Theater Intiman Finds a Managing Director
posted by August 20 at 17:30 PMon
Intiman has been looking around to replace the steely, capable Laura Penn for months now. The search ended a few days ago, when Intiman found Brian Colburn, the 35-year-old managing director of Pasadena Playhouse for the last four years.
He seems like a good hire for a bunch of reasons:
One. Colburn is young, and all regional theaters want to do these days is youth themselves up.
Two. Pasadena Playhouse is a quality establishment, a lovely little Spanish mission-style building with a courtyard a nice fountain.
It lives in a smart community—Caltech people, NASA people, the Jet Propulsion Lab people—that also supports the Norton Simon Museum. The only play I’ve seen there, Orson’s Shadow back in February, was quality. Nothing revolutionary, but quality.
(The play dramatizes real-life rehearsals where Orson Welles directed Laurence Olivier in a production of Ionesco’s Rhinoceros, with New Yorker theater critic Kenneth Tynan working as a kind of dramaturge. It’s a fucking disaster.)
Three. The Playhouse is in good financial shape. It brought in $9 million in revenue in 2006—the most recent year for which tax forms are publicly available—and ended the year with a $2.7 million surplus. (Intiman, by contrast, brought in $6 million in 2007 and spent about as much.)
Four. The Playhouse also hosts a fringe company—the Furious Theater1—something Intiman, and every regional theater in America, should do. Big theaters lending their resources to nimbler, more adventurous organizations can only help them.
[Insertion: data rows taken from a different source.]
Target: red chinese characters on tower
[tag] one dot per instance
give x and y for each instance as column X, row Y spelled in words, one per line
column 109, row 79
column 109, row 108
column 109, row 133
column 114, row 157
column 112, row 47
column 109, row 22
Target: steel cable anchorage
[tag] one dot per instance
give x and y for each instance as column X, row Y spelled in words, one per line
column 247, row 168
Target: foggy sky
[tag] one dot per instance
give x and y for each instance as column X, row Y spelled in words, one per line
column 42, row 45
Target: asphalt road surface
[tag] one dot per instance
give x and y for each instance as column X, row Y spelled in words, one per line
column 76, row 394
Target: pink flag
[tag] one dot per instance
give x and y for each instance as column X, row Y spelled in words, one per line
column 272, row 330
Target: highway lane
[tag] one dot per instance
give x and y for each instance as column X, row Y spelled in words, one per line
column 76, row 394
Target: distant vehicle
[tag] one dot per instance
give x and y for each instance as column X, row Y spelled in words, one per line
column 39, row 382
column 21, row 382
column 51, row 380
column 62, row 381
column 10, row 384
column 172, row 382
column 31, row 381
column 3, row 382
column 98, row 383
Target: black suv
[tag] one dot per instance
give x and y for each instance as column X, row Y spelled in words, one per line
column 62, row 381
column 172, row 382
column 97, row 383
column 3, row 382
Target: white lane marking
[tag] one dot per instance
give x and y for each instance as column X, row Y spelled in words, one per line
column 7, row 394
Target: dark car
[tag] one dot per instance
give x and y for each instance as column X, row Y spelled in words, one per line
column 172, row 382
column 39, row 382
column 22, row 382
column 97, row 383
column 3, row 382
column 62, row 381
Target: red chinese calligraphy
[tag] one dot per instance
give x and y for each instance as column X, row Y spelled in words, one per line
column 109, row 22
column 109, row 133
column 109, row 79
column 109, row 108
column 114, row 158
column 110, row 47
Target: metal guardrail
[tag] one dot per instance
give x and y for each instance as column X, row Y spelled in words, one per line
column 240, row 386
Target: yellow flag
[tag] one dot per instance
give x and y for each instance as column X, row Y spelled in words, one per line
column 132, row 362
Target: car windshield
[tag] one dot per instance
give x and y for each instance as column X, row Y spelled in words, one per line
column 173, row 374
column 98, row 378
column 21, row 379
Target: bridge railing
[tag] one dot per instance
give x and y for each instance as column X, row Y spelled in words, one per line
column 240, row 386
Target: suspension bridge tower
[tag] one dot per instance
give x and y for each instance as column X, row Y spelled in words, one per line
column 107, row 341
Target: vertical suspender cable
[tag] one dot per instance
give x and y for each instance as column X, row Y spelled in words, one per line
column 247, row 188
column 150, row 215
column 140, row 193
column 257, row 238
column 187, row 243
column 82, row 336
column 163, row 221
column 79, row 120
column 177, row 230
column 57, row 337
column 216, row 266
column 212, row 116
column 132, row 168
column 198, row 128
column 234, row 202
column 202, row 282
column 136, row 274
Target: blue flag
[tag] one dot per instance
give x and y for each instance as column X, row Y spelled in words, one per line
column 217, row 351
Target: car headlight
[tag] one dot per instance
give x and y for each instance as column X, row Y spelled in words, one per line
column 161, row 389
ACT is already leaning in that direction with Central Heating Lab, which presents fringe theater, dance, burlesque, comedy, and other stuff you wouldn’t normally expect to see in a regional theater. ACT wisely hired the Lab’s founder, Carlo Scandiuzzi, as managing director a few weeks ago. (You can read the Theater News column about that here.)
So that’s two promising managing directors in just two weeks—a bizarrely good streak for Seattle theater.
1Furious Theater, incidentally, produced the Los Angeles premiere of Back of the Throat, by local playwright Yussef El Guindi. That play had its world premiere at Theater Schmeater and went on good reception and reviews in NYC and LA.